Registered charity in Scotland

The Scottish Waterways Trust was an independent registered charity, established as part of The Waterways Trust in 2000. In 2012 The Waterways Trust merged its operations in England and Wales with the Canal & River Trust, and the organisation in Scotland became an independent charity.

==Foundation==
In 2009, sailing and marine activities in Scotland were in relatively good health despite the 2008 financial crisis and the Great Recession, but the British Waterways Trust was already consulting about changing from being under state control to trust arrangements. Responsibility for Scotland's inland waterways is a devolved issue and British Waterways Scotland received grant funding from the Scottish Government, with two members of the board being appointed by Scottish ministers. The formal separation of responsibility for Scottish waterways from that for England and Wales was described at the time as "mak[ing] for very challenging times".

==Projects==
The Trust set up the Canal College skills training programme in Falkirk and Edinburgh for young people aged 16-25 years of age which ran 2013–2015, which had helped 162 participants by February 2016. It was recognised as an innovative scheme with a positive impact. The Canal College 2 was a larger programme based in Inverness which launched in 2017 to run for a period three years. This initiative provided education and training in canal skills to unemployed young people. The first participants completed the scheme later that year. Previously Waterways Trust Scotland had been involved in smaller scale project work in the Falkirk area to increase employability.
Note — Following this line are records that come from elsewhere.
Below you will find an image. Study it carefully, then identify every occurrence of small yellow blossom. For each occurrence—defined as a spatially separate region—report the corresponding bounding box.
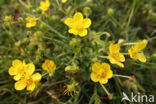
[128,40,147,62]
[26,17,39,28]
[9,59,35,81]
[40,0,50,11]
[15,73,42,91]
[42,60,56,72]
[64,12,91,37]
[90,62,113,84]
[61,0,67,3]
[108,43,125,68]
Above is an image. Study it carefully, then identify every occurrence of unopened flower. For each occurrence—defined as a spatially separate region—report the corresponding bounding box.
[64,12,91,37]
[15,73,42,91]
[26,17,39,28]
[90,62,113,84]
[40,0,50,11]
[42,60,56,72]
[128,40,147,62]
[108,43,125,68]
[9,59,35,81]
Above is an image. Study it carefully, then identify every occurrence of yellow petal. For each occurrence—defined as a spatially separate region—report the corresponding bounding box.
[90,72,99,82]
[13,74,22,81]
[26,63,35,75]
[73,12,83,21]
[8,67,16,75]
[15,80,27,90]
[137,53,146,62]
[64,18,73,27]
[134,40,147,52]
[118,53,125,62]
[106,70,113,79]
[99,78,108,84]
[68,28,78,35]
[82,18,91,28]
[78,29,87,37]
[92,62,101,72]
[12,59,22,66]
[101,63,111,70]
[32,73,42,82]
[109,43,120,53]
[27,82,36,91]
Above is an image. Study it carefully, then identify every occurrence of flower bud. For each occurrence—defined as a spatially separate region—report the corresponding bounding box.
[118,39,125,45]
[83,7,92,17]
[107,8,114,15]
[4,16,13,23]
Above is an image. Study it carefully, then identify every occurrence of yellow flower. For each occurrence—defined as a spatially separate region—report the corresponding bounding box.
[40,0,50,11]
[90,62,113,84]
[26,17,39,28]
[64,12,91,37]
[128,40,147,62]
[108,43,125,68]
[15,73,42,91]
[61,0,67,3]
[9,59,35,81]
[42,60,56,72]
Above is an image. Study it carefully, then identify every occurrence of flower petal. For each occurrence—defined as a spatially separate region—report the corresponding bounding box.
[99,78,108,84]
[15,80,27,90]
[27,82,36,91]
[118,53,125,62]
[82,18,91,28]
[101,63,111,70]
[109,43,120,53]
[90,72,99,82]
[26,63,35,75]
[106,70,113,79]
[32,73,42,82]
[137,53,146,62]
[8,67,16,75]
[92,62,101,72]
[78,29,87,37]
[134,40,147,52]
[13,74,22,81]
[73,12,83,21]
[64,18,73,27]
[12,59,22,66]
[68,28,78,35]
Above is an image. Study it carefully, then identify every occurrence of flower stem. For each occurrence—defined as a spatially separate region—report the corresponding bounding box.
[98,56,108,59]
[100,83,110,96]
[122,42,137,46]
[113,74,132,80]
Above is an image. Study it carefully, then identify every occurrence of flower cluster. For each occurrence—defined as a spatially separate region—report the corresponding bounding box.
[9,59,42,91]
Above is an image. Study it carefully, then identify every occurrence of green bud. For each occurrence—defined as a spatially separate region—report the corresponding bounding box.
[4,16,13,22]
[35,31,43,38]
[36,8,42,14]
[18,17,24,23]
[118,39,125,45]
[28,5,33,11]
[107,8,114,15]
[83,7,92,17]
[39,23,48,31]
[69,38,81,53]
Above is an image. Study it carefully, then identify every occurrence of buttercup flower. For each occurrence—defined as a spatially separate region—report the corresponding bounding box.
[9,59,35,81]
[26,17,39,28]
[40,0,50,11]
[42,60,56,72]
[108,43,125,68]
[64,12,91,37]
[128,40,147,62]
[90,62,113,84]
[15,73,42,91]
[61,0,67,3]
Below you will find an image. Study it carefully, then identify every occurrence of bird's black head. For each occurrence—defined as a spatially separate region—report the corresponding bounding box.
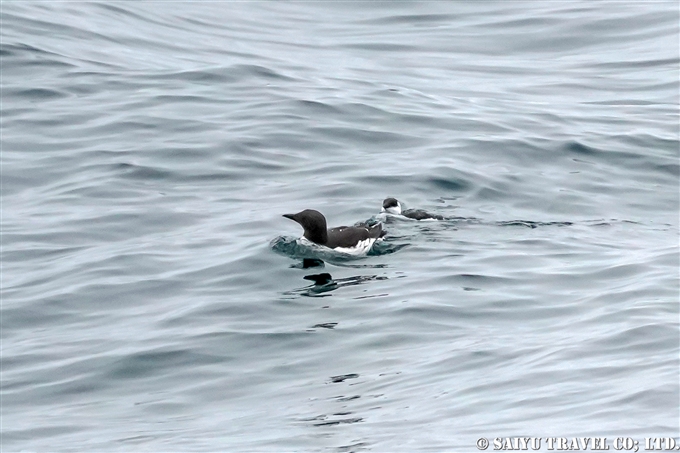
[382,198,399,209]
[382,197,402,214]
[283,209,328,245]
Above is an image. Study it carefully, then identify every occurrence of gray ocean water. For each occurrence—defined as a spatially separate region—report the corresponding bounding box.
[2,2,679,452]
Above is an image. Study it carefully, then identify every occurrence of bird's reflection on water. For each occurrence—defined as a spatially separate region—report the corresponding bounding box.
[289,258,326,269]
[284,264,388,298]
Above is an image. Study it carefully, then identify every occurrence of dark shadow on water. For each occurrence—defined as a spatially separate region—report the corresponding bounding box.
[298,412,363,427]
[311,322,338,329]
[304,273,334,285]
[284,272,388,298]
[329,373,359,383]
[314,416,363,427]
[334,441,370,452]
The Trust organised volunteers to clear and maintain canals. It helped teach volunteers some traditional lock-keeping skills and built heritage skills. It worked on regeneration projects and tourism and heritage. It supported an art exhibition on the theme of canals.

The Trust carried out research into the benefits of the Scottish canal network.

==End of the Trust==
In March 2019 the charity disclosed that it faced a severe financial situation and was to be making employees redundant. Within a couple of months there was confirmation that the charity had ceased to operate, with some of their activities, including the canal college and Canal Heritage work to be taken forward by environmental charity, Keep Scotland Beautiful.